You’ll want to lower the cost per unit, the cost and the time to sale, and narrow your focus to the segments of your market that produce the highest margins in the shortest amount of time. This is the battle you’re fighting, and the one you need to win to produce the outcome and the ending that everyone expects.

 

Growth and Scale Are Your Sequels

A lot of first-time founders spend way too much of their pitch focused on telling the story of the billion-dollar, unicorn version of their company. Investors aren’t playing the lottery. They don’t need you to draw a line from point A to point Z.

But they’re just as curious as anyone as to what point Z will look like. And since every good story becomes a franchise when it succeeds on revenue, every good startup story should have a sequel or two outlined in the deck.

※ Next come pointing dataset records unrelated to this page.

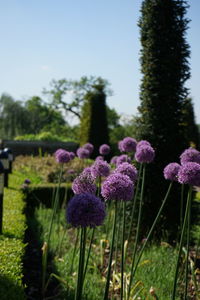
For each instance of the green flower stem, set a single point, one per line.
(181, 243)
(79, 287)
(111, 255)
(55, 205)
(138, 229)
(188, 243)
(181, 206)
(122, 251)
(152, 228)
(134, 203)
(88, 254)
(74, 252)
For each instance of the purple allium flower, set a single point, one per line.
(87, 170)
(190, 155)
(99, 158)
(142, 143)
(189, 173)
(82, 153)
(144, 154)
(27, 181)
(62, 156)
(120, 146)
(72, 155)
(117, 187)
(129, 144)
(114, 160)
(85, 210)
(127, 169)
(171, 171)
(104, 149)
(84, 183)
(100, 168)
(89, 147)
(123, 158)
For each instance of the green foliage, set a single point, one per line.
(11, 245)
(94, 126)
(165, 68)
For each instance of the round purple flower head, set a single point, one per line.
(89, 147)
(114, 160)
(72, 155)
(85, 210)
(99, 158)
(189, 173)
(82, 153)
(190, 155)
(144, 154)
(120, 146)
(100, 168)
(171, 171)
(127, 169)
(123, 158)
(104, 149)
(62, 156)
(117, 187)
(129, 144)
(84, 183)
(142, 143)
(27, 181)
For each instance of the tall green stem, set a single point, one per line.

So point to your catalysts and how your company will execute on the effects of those catalysts and capitalize on them. You need numbers that use small milestones and reachable levers to get to big numbers.

By the way, this is where it helps to have a brilliant chief financial officer (CFO).

Just keep in mind that I’ve never been involved with a startup that didn’t change its unicorn story several times over between $1 million and $20 annual revenue.

So your sequels are outlines, not scripts. Dont fall into the trap of having to follow detailed future plans that may become cumbersome as you grow. Use your facts to stick the ending, then worry about what happens next.